Microsoft lawyer John Warden had opened the hearing by proposing it focus on the company's motion to dump consideration of a break-up, and then turn to a schedule for witnesses and hearings on other remedies in the coming months.
The judge brushed that aside and said the discussion would be about remedies. After the hearing, Microsoft general counsel Bill Neukom said challenges to the judge's remedy procedures will be one of many issues the company raises on appeal.
Most experts contacted said it would have been a good idea for the judge to conduct further hearings.
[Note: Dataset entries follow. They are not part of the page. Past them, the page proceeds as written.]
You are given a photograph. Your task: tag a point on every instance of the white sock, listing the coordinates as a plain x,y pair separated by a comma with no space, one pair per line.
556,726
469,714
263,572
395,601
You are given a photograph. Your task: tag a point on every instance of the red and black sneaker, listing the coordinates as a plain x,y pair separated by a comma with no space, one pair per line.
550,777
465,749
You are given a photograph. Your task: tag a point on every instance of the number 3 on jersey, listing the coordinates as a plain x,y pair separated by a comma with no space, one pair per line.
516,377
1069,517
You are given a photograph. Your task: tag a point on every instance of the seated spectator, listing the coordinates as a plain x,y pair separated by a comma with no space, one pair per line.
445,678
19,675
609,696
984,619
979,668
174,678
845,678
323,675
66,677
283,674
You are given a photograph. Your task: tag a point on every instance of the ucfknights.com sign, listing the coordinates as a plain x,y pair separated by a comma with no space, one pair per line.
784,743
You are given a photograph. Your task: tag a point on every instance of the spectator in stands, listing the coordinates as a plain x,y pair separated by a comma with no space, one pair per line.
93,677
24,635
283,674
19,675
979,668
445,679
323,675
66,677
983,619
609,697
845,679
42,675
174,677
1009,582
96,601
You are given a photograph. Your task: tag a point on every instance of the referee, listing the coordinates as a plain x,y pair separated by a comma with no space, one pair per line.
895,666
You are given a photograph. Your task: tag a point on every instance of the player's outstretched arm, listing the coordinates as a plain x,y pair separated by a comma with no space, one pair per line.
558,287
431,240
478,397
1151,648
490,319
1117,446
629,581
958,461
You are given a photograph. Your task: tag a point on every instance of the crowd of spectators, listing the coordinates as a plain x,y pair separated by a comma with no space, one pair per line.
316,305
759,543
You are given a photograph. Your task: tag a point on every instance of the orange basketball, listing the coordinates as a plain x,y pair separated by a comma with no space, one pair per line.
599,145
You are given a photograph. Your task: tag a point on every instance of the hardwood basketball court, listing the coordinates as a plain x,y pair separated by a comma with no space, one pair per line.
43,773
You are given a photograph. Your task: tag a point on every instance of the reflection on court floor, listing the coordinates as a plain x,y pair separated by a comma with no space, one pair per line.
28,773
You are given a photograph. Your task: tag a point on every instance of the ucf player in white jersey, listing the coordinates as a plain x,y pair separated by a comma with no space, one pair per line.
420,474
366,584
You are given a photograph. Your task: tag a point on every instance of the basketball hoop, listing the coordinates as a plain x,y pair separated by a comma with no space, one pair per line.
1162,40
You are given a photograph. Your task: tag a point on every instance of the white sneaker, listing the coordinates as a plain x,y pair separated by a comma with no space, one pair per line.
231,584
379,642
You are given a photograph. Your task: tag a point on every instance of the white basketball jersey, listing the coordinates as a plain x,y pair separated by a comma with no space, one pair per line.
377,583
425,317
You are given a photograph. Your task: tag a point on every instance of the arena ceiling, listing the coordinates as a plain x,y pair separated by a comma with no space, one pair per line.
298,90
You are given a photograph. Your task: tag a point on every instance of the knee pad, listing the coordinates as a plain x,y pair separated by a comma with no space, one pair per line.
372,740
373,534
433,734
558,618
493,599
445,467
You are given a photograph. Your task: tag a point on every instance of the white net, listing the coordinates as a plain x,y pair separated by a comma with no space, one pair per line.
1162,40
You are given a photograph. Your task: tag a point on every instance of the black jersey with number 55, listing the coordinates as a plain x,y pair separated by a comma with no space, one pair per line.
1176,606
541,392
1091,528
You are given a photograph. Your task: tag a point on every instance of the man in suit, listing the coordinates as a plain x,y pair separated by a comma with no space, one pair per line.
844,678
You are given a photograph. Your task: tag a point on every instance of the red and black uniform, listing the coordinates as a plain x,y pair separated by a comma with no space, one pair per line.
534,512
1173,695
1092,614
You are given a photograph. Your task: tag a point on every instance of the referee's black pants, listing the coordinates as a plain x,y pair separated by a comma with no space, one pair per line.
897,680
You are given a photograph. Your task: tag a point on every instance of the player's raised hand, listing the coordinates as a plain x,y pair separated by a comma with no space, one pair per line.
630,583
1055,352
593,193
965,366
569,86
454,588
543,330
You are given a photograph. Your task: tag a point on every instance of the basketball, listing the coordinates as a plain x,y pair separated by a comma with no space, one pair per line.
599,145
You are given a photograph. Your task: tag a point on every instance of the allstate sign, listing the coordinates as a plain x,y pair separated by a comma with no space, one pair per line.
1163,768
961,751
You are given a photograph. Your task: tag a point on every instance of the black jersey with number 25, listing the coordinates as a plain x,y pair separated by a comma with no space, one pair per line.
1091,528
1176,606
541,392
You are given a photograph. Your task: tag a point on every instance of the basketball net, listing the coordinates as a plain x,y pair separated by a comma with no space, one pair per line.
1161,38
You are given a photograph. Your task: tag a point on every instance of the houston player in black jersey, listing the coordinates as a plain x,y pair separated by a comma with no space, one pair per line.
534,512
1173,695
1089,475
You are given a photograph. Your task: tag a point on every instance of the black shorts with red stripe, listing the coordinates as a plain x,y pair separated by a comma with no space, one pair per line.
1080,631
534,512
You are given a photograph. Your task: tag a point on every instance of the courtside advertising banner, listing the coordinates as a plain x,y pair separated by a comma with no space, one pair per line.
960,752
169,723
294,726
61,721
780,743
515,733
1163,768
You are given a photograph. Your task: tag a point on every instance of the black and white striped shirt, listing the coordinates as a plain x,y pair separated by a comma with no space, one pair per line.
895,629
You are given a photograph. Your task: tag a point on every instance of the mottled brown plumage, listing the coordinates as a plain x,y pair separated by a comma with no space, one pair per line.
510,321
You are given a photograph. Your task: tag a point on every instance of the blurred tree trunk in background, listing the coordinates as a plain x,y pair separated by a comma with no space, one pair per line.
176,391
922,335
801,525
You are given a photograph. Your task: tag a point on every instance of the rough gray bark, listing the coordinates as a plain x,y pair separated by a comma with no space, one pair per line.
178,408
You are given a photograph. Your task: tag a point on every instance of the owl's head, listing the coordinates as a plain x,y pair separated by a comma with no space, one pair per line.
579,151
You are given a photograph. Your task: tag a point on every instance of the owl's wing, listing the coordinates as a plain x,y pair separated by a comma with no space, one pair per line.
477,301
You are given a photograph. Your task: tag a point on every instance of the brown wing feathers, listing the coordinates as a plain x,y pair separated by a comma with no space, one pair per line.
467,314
One sympathetic to the government case, who asked not to be identified, said further hearings would have been a good insurance policy.
"There's probably enough to survive due process but the judge has raised a question he didn't need to raise" about his procedures, said the legal expert.
A Washington lawyer who for the most part represents defendants thought Microsoft's concerns about further hearings would be looked on favorably by a higher court.
"You're not going to find any controlling legal authority that says you have to do it but put yourself in the shoes of an appellate court," said John Stuart Smith of Nixon Peabody, noting that Jackson "did not permit (Microsoft) to either present evidence, conduct discovery or have a factual hearing on the impact" of a remedy such as a break-up.
But Duke Law School professor Tom Rowe, who teaches remedies, said appeals courts give judges wide latitude to conduct their courtrooms as they see fit.
"I think it is highly likely the decision about whether to hear more evidence, witnesses and argument would be subject to deferential appellate review, reversible only for abuse of discretion," he said.
But some other parts of Microsoft's appeal -- for example, whether the judge's conclusions of law were correct -- will be scrutinized by a much tougher standard and there the judge's views will be given no deference, Rowe said.
Indeed, Jackson has had experience in getting reversed on Microsoft cases.
Bill Kolasky, who wrote a friend-of-the-court brief sympathetic to Microsoft, compared Jackson's failure to hold more hearings to his 1997 action in an earlier Microsoft case.
The government had asked Jackson hold Microsoft in contempt for violating a 1995 agreement with the government. Instead, Jackson issued a preliminary injunction without conducting hearings or letting Microsoft comment. His procedure was overturned unanimously by the court of appeals in May, 1998.
"What Jackson is doing here is what he did in the contempt proceedings in 1997," said Kolasky, adding there was "more process than in 1997, but not much more."
But another law professor, Herbert Hovenkamp of the University of Iowa College of Law, who has on occasion done work for some of the states that sued Microsoft, said the situations in 1997 and now were very different.
"I think (Jackson) is in the clear," said Hovenkamp, because he had already heard the views of both sides on paper and in person. Whether or not it was a good idea for the judge to hold more hearings, it was not required by law, Hovenkamp said.
"If he decides it's not worthwhile to have another hearing, he's free to call it quits," Hovenkamp said.